Quantifying millennial timescale grounding-line retreat in East Antarctica

01.01.2019 bis 31.05.2022

Ice rises strongly modulate the flux of the Antarctic ice sheet towards the ocean by providing an additional backstress that restricts ice flow. This mechanism for flow restriction is important because it influences rates of sea-level rise from the Antarctic ice sheet. Models for past and future sea-level change have so far never fully included this effect not only because the observational constraints needed for models are inadequate, but also because virtually all models use a reduced set of physical equations which may not fully capture the non-local effects of ice rises. In this study, I test the hypotheses that: (1) commonly applied physical simplifications to the ice-flow equations (Stokes equations) result in a negative bias in both the timing and magnitude of expected sea-level change, and (2) if the ice dynamics are properly evaluated (e.g. via a Full-Stokes model) then ice rises can be utilised across all of Antarctica as an archive of millennial timescale grounding-line retreat. If hypothesis 2 is correct, then ice rises can be used to constrain the next-generation of ensemble ice- flow models in areas where other constraints on past ice-sheet extends are sorely lacking.
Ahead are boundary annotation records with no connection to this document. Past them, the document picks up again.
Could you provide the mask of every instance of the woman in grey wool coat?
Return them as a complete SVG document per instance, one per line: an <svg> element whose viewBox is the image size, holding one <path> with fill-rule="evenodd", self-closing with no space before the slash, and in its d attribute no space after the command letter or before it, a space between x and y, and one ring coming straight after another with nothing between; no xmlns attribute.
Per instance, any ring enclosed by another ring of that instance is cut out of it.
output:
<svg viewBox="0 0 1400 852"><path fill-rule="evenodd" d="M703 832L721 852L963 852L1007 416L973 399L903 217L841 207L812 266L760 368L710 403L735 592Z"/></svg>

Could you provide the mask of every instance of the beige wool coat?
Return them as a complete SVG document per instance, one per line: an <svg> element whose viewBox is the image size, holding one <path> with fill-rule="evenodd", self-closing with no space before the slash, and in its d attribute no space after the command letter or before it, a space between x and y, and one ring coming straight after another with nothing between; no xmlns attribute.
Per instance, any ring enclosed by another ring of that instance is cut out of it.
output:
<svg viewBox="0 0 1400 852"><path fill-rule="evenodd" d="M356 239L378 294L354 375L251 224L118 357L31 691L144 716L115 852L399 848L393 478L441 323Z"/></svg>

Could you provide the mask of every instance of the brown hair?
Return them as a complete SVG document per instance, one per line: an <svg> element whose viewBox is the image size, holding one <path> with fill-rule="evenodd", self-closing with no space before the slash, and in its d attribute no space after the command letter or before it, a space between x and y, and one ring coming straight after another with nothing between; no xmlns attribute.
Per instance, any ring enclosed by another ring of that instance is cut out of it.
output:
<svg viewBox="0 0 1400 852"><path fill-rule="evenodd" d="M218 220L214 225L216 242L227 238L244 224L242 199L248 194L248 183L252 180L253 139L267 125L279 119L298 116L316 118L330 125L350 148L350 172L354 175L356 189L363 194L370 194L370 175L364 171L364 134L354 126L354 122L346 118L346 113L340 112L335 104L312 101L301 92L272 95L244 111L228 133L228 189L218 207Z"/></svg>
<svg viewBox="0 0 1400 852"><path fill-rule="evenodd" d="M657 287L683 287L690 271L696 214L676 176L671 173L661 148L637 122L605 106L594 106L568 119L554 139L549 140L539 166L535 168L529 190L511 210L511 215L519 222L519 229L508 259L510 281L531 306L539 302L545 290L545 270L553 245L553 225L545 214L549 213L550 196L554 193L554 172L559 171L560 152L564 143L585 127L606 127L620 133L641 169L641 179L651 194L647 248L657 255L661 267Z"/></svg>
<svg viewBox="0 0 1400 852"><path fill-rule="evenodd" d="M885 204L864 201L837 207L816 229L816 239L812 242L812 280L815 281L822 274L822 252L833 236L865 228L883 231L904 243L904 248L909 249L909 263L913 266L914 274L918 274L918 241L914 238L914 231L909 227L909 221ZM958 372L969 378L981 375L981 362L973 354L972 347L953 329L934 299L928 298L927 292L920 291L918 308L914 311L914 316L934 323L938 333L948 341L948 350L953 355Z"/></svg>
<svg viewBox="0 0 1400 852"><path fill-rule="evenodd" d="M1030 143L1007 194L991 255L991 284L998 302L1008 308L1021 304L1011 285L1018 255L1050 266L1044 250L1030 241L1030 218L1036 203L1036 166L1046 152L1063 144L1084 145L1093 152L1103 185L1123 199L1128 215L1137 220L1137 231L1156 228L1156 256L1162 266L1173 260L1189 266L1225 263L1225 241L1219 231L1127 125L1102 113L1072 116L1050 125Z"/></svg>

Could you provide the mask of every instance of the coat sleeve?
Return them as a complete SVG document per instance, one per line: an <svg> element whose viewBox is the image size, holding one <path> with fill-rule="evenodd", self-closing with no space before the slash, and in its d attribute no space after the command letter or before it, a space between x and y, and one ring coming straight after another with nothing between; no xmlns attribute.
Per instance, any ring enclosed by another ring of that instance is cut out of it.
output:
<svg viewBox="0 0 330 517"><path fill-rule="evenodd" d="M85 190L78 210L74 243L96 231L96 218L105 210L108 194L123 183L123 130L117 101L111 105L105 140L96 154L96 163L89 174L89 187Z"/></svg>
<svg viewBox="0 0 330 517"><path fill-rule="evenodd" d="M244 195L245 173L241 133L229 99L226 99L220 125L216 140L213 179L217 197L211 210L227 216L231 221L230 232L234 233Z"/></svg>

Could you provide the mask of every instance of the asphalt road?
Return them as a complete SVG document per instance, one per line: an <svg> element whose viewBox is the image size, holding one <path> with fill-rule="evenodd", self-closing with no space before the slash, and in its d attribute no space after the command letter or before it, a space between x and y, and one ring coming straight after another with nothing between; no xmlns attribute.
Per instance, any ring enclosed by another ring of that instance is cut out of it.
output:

I test these hypotheses by simulating the coupled system consisting of ice sheet, ice shelf, ice rise and a dynamic grounding in 3D. This state-of-the-art modelling approach combined with in-situ geophysical data enables the quantification of ice rise effects on ice-sheet stability and sea-level variations. In close collaboration with my national and international partners, this project will make significant contributions in reducing uncertainties of sea-level rise projections for Antarctica and provide constraints on paleo ice-sheet simulations that quantify Antarctica’s contribution to sea-level change in the early Holocene.